Recently, I posted on the disappointment many of us were feeling at the appointment of Kirsten Gillibrand as Sen. Hillary Clinton’s replacement in New York.
However, it looks as though the new reality of her much more diverse constituency may be sinking in. From the New York Times:
Kirsten E. Gillibrand, New York’s new senator, suggested to Latino elected officials on Sunday that she would take the lead on some immigration issues — and perhaps quickly drop some positions that they considered objectionable.
Gillibrand’s record does not bode well for immigrant rights in the state, but we can hope that (unlike some other politicians) she knows when to change her position based on the cold hard facts.

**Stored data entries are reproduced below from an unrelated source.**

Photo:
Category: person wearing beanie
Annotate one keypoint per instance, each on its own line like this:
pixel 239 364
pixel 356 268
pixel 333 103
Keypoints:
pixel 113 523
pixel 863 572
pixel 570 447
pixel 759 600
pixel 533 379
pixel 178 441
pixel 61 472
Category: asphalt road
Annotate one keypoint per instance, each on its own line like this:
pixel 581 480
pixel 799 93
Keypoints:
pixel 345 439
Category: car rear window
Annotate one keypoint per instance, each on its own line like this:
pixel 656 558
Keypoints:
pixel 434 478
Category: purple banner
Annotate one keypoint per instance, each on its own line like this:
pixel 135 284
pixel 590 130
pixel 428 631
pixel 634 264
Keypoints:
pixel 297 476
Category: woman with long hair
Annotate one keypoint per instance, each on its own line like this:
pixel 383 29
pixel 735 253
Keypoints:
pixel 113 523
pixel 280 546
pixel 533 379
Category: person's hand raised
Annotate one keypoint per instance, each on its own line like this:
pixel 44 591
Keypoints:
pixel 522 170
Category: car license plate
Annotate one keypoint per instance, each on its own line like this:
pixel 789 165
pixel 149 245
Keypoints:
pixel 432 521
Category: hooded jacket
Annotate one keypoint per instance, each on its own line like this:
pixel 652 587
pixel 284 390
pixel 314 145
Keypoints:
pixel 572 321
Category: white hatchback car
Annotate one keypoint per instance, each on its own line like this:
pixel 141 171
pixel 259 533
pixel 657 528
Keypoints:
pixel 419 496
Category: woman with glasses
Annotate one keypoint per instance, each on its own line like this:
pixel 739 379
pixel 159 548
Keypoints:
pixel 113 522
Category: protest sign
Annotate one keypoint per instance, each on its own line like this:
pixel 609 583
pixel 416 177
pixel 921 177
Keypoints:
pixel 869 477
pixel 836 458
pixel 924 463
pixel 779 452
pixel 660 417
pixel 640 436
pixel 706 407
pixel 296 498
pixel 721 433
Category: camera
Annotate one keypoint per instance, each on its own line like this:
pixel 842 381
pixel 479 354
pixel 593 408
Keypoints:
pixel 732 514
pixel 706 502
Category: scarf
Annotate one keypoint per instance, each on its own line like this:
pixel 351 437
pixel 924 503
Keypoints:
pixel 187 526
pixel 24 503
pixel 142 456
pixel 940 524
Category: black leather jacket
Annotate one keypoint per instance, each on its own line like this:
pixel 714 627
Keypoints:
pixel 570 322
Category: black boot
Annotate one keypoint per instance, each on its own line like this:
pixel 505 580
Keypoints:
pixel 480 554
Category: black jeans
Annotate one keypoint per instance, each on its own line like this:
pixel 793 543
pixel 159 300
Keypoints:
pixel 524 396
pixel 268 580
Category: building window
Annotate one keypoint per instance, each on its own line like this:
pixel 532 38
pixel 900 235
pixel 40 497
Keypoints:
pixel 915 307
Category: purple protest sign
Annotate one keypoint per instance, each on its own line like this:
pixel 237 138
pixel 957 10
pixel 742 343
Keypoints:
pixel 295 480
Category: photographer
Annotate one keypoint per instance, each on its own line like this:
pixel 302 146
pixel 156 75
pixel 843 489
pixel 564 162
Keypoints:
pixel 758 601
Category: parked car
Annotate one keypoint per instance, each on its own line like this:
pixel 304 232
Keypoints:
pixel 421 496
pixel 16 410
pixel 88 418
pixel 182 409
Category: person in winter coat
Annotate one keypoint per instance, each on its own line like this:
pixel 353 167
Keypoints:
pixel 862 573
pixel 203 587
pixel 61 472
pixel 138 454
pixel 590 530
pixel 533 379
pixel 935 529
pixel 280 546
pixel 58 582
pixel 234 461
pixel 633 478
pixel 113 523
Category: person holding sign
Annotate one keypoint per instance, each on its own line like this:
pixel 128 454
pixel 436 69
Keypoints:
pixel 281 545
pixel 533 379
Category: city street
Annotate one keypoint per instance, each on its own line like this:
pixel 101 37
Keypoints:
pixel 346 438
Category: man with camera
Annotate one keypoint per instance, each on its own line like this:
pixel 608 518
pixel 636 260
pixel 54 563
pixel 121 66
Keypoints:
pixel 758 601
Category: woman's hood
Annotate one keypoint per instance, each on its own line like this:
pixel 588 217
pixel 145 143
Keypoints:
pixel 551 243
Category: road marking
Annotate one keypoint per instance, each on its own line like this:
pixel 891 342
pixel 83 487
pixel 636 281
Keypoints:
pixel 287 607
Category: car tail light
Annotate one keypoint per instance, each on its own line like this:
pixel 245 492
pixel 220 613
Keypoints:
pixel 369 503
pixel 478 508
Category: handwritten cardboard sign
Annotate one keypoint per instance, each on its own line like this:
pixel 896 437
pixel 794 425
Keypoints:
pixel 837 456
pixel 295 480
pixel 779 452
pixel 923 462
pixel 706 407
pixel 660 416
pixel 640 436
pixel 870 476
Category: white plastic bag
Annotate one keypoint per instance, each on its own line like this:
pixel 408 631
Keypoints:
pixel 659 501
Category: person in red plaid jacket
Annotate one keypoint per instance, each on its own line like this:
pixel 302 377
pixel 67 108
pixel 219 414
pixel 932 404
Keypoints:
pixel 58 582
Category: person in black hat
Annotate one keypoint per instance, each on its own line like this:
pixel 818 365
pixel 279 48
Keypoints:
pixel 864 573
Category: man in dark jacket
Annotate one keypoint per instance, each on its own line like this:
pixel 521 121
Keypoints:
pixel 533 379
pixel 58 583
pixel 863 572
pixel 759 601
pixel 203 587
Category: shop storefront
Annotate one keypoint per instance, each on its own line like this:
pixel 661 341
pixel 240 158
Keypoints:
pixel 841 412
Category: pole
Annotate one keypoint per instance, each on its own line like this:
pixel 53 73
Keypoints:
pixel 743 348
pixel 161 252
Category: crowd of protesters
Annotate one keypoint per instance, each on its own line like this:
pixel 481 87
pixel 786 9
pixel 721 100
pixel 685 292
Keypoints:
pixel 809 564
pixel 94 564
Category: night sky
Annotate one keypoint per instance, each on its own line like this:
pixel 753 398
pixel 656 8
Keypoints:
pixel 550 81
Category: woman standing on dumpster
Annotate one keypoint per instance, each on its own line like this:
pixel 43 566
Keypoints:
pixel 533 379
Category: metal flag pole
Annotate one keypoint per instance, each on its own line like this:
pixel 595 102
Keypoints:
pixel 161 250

She confronts a new reality now. The majority of the Democratic vote statewide is in immigrant-rich downstate cities and towns, and in upstate urban centers such as Buffalo and Rochester. Her visits on Sunday to Brooklyn and then to Chinatown, where she marched in the Chinese New Year parade alongside Assembly Speaker Sheldon Silver and Councilman John C. Liu of Queens, who has criticized her immigration stances, underscored her need to reach out to a much different constituency.
“She understands she no longer represents a small Congressional district upstate,” said Assemblyman Jose R. Peralta of Queens, who is the son of immigrants from the Dominican Republic. “We are going to help her and pay close attention, and if she doesn’t change, well, then we’ll be speaking to other contenders in 2010.”
We will be sure to follow Gillibrand in her new position.